By Ramesh Thakur at Brownstone dot org.
The following is an excerpt from Dr. Ramesh Thakur's book, Our Enemy, the Government: How Covid Enabled the Expansion and Abuse of State Power.
Is God a djoker? First, we've had the historical irony that during the cowboy days of the Wild West, banks feared masked robbers. Over the last two years they've called the cops on maskless customers. Then we had the sleight of hand by Big Pharma where for the first time in history, the failure of a pharmaceutical product was blame-shifted on those who never took them.
This was followed by the insistence that people who feel well must be tested and if the result is positive, they must self-isolate and all close contacts be tested also.
Now we have the surreal inversion of the drugs in sports equation.

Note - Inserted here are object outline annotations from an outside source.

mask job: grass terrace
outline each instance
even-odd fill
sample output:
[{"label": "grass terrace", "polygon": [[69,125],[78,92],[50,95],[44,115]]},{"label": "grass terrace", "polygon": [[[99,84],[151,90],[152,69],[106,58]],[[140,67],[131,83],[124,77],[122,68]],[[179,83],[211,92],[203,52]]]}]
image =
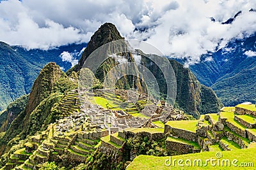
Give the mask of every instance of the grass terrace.
[{"label": "grass terrace", "polygon": [[99,96],[93,96],[91,97],[89,100],[93,104],[98,104],[102,106],[105,109],[108,109],[108,106],[109,108],[112,109],[113,110],[122,110],[118,107],[117,104],[113,103],[113,101],[108,100],[102,97]]},{"label": "grass terrace", "polygon": [[255,104],[238,104],[236,107],[244,108],[251,111],[256,111]]},{"label": "grass terrace", "polygon": [[172,127],[180,129],[193,132],[196,132],[198,120],[169,121],[166,125]]},{"label": "grass terrace", "polygon": [[225,136],[222,138],[220,141],[221,141],[224,144],[228,145],[228,147],[232,150],[241,149],[241,147],[239,145],[238,145],[238,144],[233,141],[229,141],[228,138]]},{"label": "grass terrace", "polygon": [[214,124],[215,124],[218,121],[219,115],[218,115],[217,113],[211,113],[207,115],[210,117]]},{"label": "grass terrace", "polygon": [[177,142],[177,143],[181,143],[183,144],[186,144],[189,145],[191,145],[194,146],[195,149],[200,149],[200,147],[196,142],[193,142],[193,141],[189,141],[182,138],[176,138],[173,137],[168,137],[166,139],[166,141],[173,141],[173,142]]},{"label": "grass terrace", "polygon": [[100,139],[105,143],[108,143],[112,145],[116,148],[119,149],[119,148],[122,148],[122,146],[120,146],[120,145],[117,145],[116,143],[115,143],[110,141],[110,135],[108,135],[106,136],[102,137],[100,138]]},{"label": "grass terrace", "polygon": [[234,112],[235,107],[223,107],[220,110],[225,112]]},{"label": "grass terrace", "polygon": [[249,131],[253,135],[256,136],[256,129],[247,129],[246,131]]},{"label": "grass terrace", "polygon": [[[172,156],[171,159],[172,163],[174,160],[175,164],[172,164],[170,166],[165,165],[166,160],[170,160],[170,157],[155,157],[150,155],[139,155],[136,157],[131,164],[127,167],[127,170],[153,170],[153,169],[161,169],[161,170],[170,170],[170,169],[254,169],[253,166],[256,166],[256,159],[255,159],[255,153],[256,148],[244,149],[244,150],[235,150],[232,151],[223,151],[222,157],[220,159],[221,160],[219,166],[216,164],[215,166],[211,166],[209,162],[206,164],[206,160],[211,158],[216,159],[216,152],[204,152],[197,153],[190,153],[186,155],[180,155]],[[232,161],[234,159],[237,159],[238,162],[236,164],[237,167],[232,166]],[[177,164],[178,160],[181,159],[183,162],[181,163],[184,166],[179,166]],[[185,165],[185,161],[189,159],[192,162],[192,166],[188,166]],[[202,166],[197,166],[195,162],[195,166],[193,166],[193,161],[195,160],[201,159],[202,161]],[[221,160],[229,159],[230,161],[230,166],[225,166],[225,162]],[[169,162],[168,161],[167,163]],[[223,166],[221,166],[221,162]],[[241,162],[249,163],[250,167],[240,166]],[[205,164],[205,166],[203,165]]]},{"label": "grass terrace", "polygon": [[25,151],[25,148],[23,148],[22,149],[18,150],[15,151],[14,154],[19,154],[19,155],[31,155],[32,153],[27,153]]},{"label": "grass terrace", "polygon": [[243,119],[245,122],[249,124],[256,124],[256,118],[253,116],[249,115],[236,115],[237,117]]},{"label": "grass terrace", "polygon": [[220,147],[220,145],[218,144],[216,145],[209,145],[208,146],[209,148],[210,149],[210,152],[221,152],[222,151],[222,148]]},{"label": "grass terrace", "polygon": [[154,121],[153,124],[159,127],[164,128],[164,124],[161,121]]},{"label": "grass terrace", "polygon": [[234,119],[234,114],[233,112],[223,112],[221,111],[220,113],[220,116],[221,118],[227,118],[227,121],[232,124],[236,126],[239,129],[244,131],[246,127],[241,124],[240,124],[237,121]]},{"label": "grass terrace", "polygon": [[147,117],[147,116],[145,116],[145,115],[143,115],[141,113],[140,113],[139,112],[138,112],[137,113],[132,113],[132,114],[130,114],[130,115],[131,115],[134,117],[140,117],[140,118],[150,118],[148,117]]},{"label": "grass terrace", "polygon": [[130,131],[134,133],[146,132],[149,133],[163,133],[164,132],[163,128],[127,128],[125,129],[126,131]]},{"label": "grass terrace", "polygon": [[[242,139],[242,140],[244,141],[244,144],[245,144],[247,146],[249,145],[249,144],[250,144],[250,143],[249,139],[246,138],[244,138],[244,137],[242,137],[242,136],[241,136],[240,135],[239,135],[239,134],[237,134],[234,132],[233,131],[232,131],[230,130],[230,129],[229,129],[229,128],[228,128],[228,127],[227,127],[227,126],[225,126],[225,127],[224,127],[224,130],[226,131],[228,131],[228,132],[230,132],[230,133],[232,133],[234,136],[236,136],[236,137],[240,138],[241,139]],[[248,129],[246,129],[246,130],[248,130]]]}]

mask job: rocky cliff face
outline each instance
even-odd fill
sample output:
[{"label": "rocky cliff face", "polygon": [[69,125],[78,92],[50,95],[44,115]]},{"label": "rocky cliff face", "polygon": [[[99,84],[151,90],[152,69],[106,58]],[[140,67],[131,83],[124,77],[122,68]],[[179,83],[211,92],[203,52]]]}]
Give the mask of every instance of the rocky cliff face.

The reigning champion, world No. 1, among the greatest tennis players of all time, one of the greatest contemporary athletes across all sporting codes and quite possibly the healthiest human being on the planet, is being prevented from defending his Australian Open crown because he refuses to take a drug with an unknown long-term safety profile.
An astonishing 445 athletes, by definition the fittest people, have suffered cardiac arrest or serious injuries and 261 have died following Covid vaccination. EU regulators recently warned that frequent booster shots could adversely affect the immune system.
The claim that Djokovic poses a threat to Australia's public health is false to the point of being risible. With Australia experiencing one of the highest infection rates in the world, the failures of its current Covid policy settings pose a threat to Djokovic's health, not the other way round.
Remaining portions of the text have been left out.